Questione di costi (non solo economici)

L’impatto sulla spesa sanitaria sarà comunque importante non solo per il costo del farmaco – quello della fiala mensile potrebbe aggirarsi sui 2.500 euro e tra l’altro non è ancora chiaro quale dovrà essere la durata della terapia, se a vita o solo per un determinato periodo – ma anche per l’organizzazione delle infrastrutture per la somministrazione del farmaco. “I Centri per Disturbi Cognitivi e Demenze (CDCD, ‘centri demenze’) – afferma il professor Marra – non sono tutti pronti per la somministrazione di queste terapie, che richiede postazioni di Day Hospital, letti per infusione, servizi di assistenza H24 perché un paziente che fa queste terapie deve avere come punto di riferimento l’ospedale, per la gestione di eventuali complicanze. Vanno previsti corsi di formazione ai neuro-radiologi per individuare tempestivamente gli effetti collaterali (i segni dell’ARIA). Senza contare il numero delle risonanze. La somministrazione di questi farmaci va monitorata con attenzione, con una risonanza magnetica (Rmn) ogni tre mesi (o una al mese in caso di comparsa di ARIA), quindi vanno previste oltre 100mila risonanze in più l’anno, rispetto all’attuale”.

Insomma c’è tutto un sistema da resettare, per farsi trovare pronti all’arrivo di queste nuove terapie e renderle effettivamente disponibili ai pazienti. E nei prossimi anni, anche la diagnostica della malattia sarà rivoluzionata. “Al momento – spiega il professor Marra – l’Alzheimer viene diagnosticato a livello clinico, attraverso indagini strumentali (Rmn e Pet) e valutazioni cognitive (test neuro-psicologici). Ma con l’arrivo dei farmaci contro l’amiloide, la diagnosi non potrà più essere solo clinica, ma ‘biologica’. Dovremo cioè ricercare la presenza di amiloide, il biomarcatore di malattia. E per questo servono esami costosi come la PET con traccianti per l’amiloide o la puntura lombare per la ricerca di biomarcatori nel liquor. Sono tuttavia al vaglio anche esami per la ricerca di beta-amiloide (Amyloid Beta-40 e Beta-42) nel plasma e di fosfo-tau nel siero; questi potrebbero in futuro essere utilizzati come screening, per avviare poi solo i soggetti positivi a questi test, alle indagini di diagnosi precoce e biologica più costose ed invasive”.

Disease modifying small molecules

Oltre agli anticorpi monoclonali, che rappresentano un quarto degli agenti al vaglio degli studi di fase 3, c’è tutta un’altra filiera di farmaci sperimentali (sono un terzo di quelli approdati alla fase 3) che colpiscono altri meccanismi patogenetici di malattia, come lo stress ossidativo, l’infiammazione, il metabolismo energetico.

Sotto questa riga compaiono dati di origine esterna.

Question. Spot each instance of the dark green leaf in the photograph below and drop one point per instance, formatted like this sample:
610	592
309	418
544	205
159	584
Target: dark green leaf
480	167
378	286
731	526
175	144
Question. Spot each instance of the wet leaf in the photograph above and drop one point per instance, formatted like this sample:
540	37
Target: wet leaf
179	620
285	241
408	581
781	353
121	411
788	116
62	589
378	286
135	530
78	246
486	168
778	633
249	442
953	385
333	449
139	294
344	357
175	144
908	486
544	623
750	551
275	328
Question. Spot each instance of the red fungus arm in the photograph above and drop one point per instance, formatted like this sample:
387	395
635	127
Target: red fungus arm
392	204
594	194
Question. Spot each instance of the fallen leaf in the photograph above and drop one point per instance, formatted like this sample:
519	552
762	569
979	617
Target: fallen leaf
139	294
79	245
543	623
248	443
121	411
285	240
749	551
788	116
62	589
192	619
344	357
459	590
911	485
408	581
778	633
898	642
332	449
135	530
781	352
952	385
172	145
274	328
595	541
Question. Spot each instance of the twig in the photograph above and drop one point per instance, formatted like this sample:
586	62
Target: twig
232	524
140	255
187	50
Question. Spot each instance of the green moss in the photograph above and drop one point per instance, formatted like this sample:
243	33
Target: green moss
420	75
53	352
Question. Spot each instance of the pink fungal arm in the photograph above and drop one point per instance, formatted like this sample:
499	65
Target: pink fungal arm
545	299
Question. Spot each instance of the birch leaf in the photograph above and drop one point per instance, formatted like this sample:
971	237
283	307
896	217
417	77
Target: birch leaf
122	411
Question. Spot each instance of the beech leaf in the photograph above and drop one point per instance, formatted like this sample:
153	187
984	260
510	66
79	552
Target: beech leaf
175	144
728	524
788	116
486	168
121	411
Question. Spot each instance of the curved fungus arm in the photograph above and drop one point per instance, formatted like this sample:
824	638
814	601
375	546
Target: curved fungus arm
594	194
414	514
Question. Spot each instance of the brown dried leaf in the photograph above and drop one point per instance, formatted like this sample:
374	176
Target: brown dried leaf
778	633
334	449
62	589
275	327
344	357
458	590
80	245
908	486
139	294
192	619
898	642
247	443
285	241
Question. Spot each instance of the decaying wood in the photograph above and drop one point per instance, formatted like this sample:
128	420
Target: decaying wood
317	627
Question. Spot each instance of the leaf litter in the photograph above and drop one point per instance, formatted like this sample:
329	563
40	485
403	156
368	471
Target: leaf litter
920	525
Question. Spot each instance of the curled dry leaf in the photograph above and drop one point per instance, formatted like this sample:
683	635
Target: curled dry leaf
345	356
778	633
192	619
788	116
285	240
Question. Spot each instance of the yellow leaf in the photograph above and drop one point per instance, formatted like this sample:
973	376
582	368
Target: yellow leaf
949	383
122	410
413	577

“I più promettenti – spiega Marra – sono gli agenti che modulano l’infiammazione attraverso meccanismi metabolici e i farmaci per il metabolismo energetico. Interessanti anche alcuni antidiabetici, come gli analoghi recettoriali del GLP-1 (es. liraglutide, semaglutide) che sembrano efficaci nel bloccare i processi di neuro-degenerazione, a valle dell’accumulo di amiloide. Ci sono poi gli agenti contro alcuni recettori infiammatori, come i TREM2 o quelli del TNF-alfa e molecole efficaci nel ridurre la morte neuronale. Di certo, il futuro dell’Alzheimer insomma non sarà la mono-terapia, ma il trattamento della malattia a vari livelli (beta amiloide, tau, infiammazione, metabolismo energetico)”.